Let’s just take a moment then to look at the OSI layer. This is the segmentation of the Open Systems Interconnect model, which is standardized as an international standard, and it’s a way of segmenting the different layers of the network. We have the physical layer.

The physical layer: the type of traffic we have with the physical layer is zeros and ones. So we have signal or no signal on a copper wire, light or no light on a fibre optic cable.

The datalink layer: here we see at layer two, frames, as a type of traffic. The type of devices at layer two, we see switches, and at layer two, this is pre-IP address. We don’t see an IP address at layer two. Instead, the address we see at layer two is the burnt in address, the 48-bit MAC address, Media Access Control address. This is the address that arrives with the equipment. Each network device has a Media Access Control address burnt in as part of the hardware. It is possible using tools to change this, but it arrives with a hardware address, and it’s called the burnt-in address because it is pre-configured.
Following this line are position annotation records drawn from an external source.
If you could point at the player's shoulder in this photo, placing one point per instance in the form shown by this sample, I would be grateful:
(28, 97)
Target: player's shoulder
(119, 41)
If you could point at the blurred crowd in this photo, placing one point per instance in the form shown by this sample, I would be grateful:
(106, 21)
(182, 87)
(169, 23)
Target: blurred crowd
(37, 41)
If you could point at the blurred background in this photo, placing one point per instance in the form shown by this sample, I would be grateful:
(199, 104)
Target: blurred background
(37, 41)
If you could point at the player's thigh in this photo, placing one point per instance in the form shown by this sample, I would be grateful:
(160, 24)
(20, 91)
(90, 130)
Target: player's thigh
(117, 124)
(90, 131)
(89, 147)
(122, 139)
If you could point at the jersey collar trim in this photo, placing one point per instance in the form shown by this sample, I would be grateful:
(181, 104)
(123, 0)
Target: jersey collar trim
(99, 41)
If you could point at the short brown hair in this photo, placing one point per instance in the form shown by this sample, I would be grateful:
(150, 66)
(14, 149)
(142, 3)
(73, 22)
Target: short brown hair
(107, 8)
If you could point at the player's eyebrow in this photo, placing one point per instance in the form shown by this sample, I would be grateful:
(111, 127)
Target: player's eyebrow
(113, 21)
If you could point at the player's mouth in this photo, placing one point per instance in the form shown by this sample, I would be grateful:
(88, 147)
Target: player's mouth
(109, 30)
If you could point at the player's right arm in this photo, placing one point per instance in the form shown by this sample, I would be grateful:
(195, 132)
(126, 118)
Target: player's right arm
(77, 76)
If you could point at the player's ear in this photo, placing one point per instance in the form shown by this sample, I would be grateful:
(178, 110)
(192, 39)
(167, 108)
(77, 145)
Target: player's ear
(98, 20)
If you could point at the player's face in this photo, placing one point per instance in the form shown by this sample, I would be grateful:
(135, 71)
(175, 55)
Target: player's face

The 48 bit MAC address at layer two is segmented into two halves. The first relates to the manufacturer ID and the second half relates to the device ID. Put together, that creates a globally unique ID that’s baked into the hardware. At layer three, we see IP addresses arising. At layer three, we have an IP address, and the type of traffic we see at layer three is a packet. The devices we see at layer three are typically firewalls and routers. And here we see the segmentation of higher level traffic from the application layer. It’s chopped up into packets for transmission. And the routers, their job is to try and get those packets to the next closest hop to their destination.

The term packet switching arises at layer three because the routers may send each packet via different router interface, depending on the interface it thinks works best at that particular time. So it may send 10 packets down the first interface, but then if that’s congested, it may use the second interface. So it may load balance the traffic between different interfaces. So there’s no guarantee of a dedicated route for that traffic. At layer four, we’ve got the transport layer. The addresses we see at layer four are actually ports. We mentioned port 53 for DNS, port 389 for LDAP. So here we see the transport layer ports, these are the addresses.

So one IP address representing a host, maybe suffixed with a number of different ports. If the IP address is the equivalent of a house, then the ports are equivalent to the different doors and windows through which we can access the property. At layer four, the devices we see, again, are routers and firewalls, typically. At layer five, we see the session layer. The session layer has no security. It’s worthwhile remembering, so the session layer does not concern itself with security. Layer six, we see the presentation layer. This is about formatting to the correct format, things like ASCII. And layer seven is the application layer. This is not the application itself, this is typically the network stack on the client operating system.

So we can look at authentication at different points in this layer. If we’re logging onto a web page, typically we’re logging on at layer seven, at the application layer. But we can log in at a far lower level. We can restrict or grant access based on a port at layer four, based on an IP address at layer three, but we have a layer two authentication which occurs before an IP address is even in play. So layer two authentication allows us to authenticate at a switch level, or via wireless. So here we are using the Media Access Control, the MAC address, as a form of authentication.

We can use pre-shared keys, and we can use this in combination with 802.1x to provide a really strong model for authenticating to wireless. So layer two authentication, we can integrate with something like Radius and an identity provider - something like Active Directory - and this enables individual switchports and wireless access to be controlled at layer two before IP addresses are even assigned. By the time a DHCP server or a client is getting, obtaining an IP address, that device is on the network. At layer two, that happens at a much earlier stage, it happens at a precursor to that. So this controls network access before IP assignment.

The benefit of this as well is it leverages the existing authentication infrastructure provided by a service like Active Directory, and uses Radius to provide the interface between the managed network device and the active directory server. So here we see a typical 802.1x architecture. We have the client connecting to a Wireless Access Controller. The Wireless Access Controller passes the information to the Radius server. The Radius server checks with Active Directory, and Active Directory passes the response back along. And if that process is successful, then the client is authenticated at layer two, and can move forward to requesting an IP address at layer three.

We said for layer three, we have access control lists, which can provide or restrict access based on an IP address or a port. We encounter technologies like WISPr Authentication. WISPr stands for Wireless Internet Service Provider Roaming. And this is a method for browser-based or smart client login at a captive portal. This is what you see with a lot of the wireless hotspots. You get a browser popping up, whatever URL you type into the web browser, it pops up with a login prompt for that network. This integrates again with Radius, and provides a method of logging, authenticating through SSL - Secure Sockets and XML protocols. And this was first supported by Aruba, the wireless provider Aruba.